Dans un nouveau rapport, l’organisation de défense des droits de l’homme affirme que les raids incessants de l’armée de l’air contre l’ancienne capitale économique du pays en guerre ont contraint les habitants «à mener une existence souterraine».
Le rapport critique surtout le recours par le régime aux barils d’explosifs dans ses frappes, une arme dénoncée par les organisations de défense des droits de l’homme comme particulièrement destructrice et qui tue de manière aveugle.
«En visant de manière délibérée et continuelle les civils, le gouvernement semble avoir adopté une politique insensible de punition collective contre la population civile à Alep», affirme le directeur du programme Moyen-Orient/Afrique du Nord d’Amnesty, Philip Luther.
«Canons de l’enfer»
L’ONG critique aussi les groupes rebelles présents à Alep, une ville divisée depuis 2012 entre l’est aux mains des insurgés et l’ouest contrôlé par le régime.
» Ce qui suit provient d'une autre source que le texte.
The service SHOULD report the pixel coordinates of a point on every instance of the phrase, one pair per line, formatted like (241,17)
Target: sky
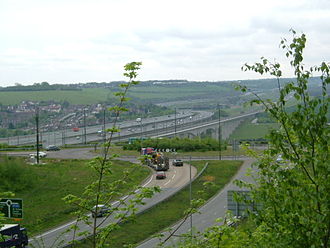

Le rapport assure que les rebelles ont commis des «crimes de guerre» en utilisant «des armes imprécises comme les obus de mortier et des roquettes artisanales fabriquées à partir de bouteilles de gaz surnommées (par les rebelles) ‘les canons de l’enfer’».
Les projectiles, tirés régulièrement par les rebelles contre la partie occidentale de la ville, ont causé, selon Amnesty, la mort de 600 civils en 2014. Durant la même année, les barils d’explosifs ont tué plus de 3000 civils dans la province d’Alep, ajouté l’ONG.
Le rapport fait également état, documents à l’appui, de «la torture à grande échelle, des détentions arbitraires et des élèvements menés aussi bien par le gouvernement que par les groupes d’opposition armés».
Plus de 220’000 personnes ont été tuées en Syrie depuis le début du conflit, déclenché en mars 2011 par la répression par le régime d’un mouvement de contestation pacifique.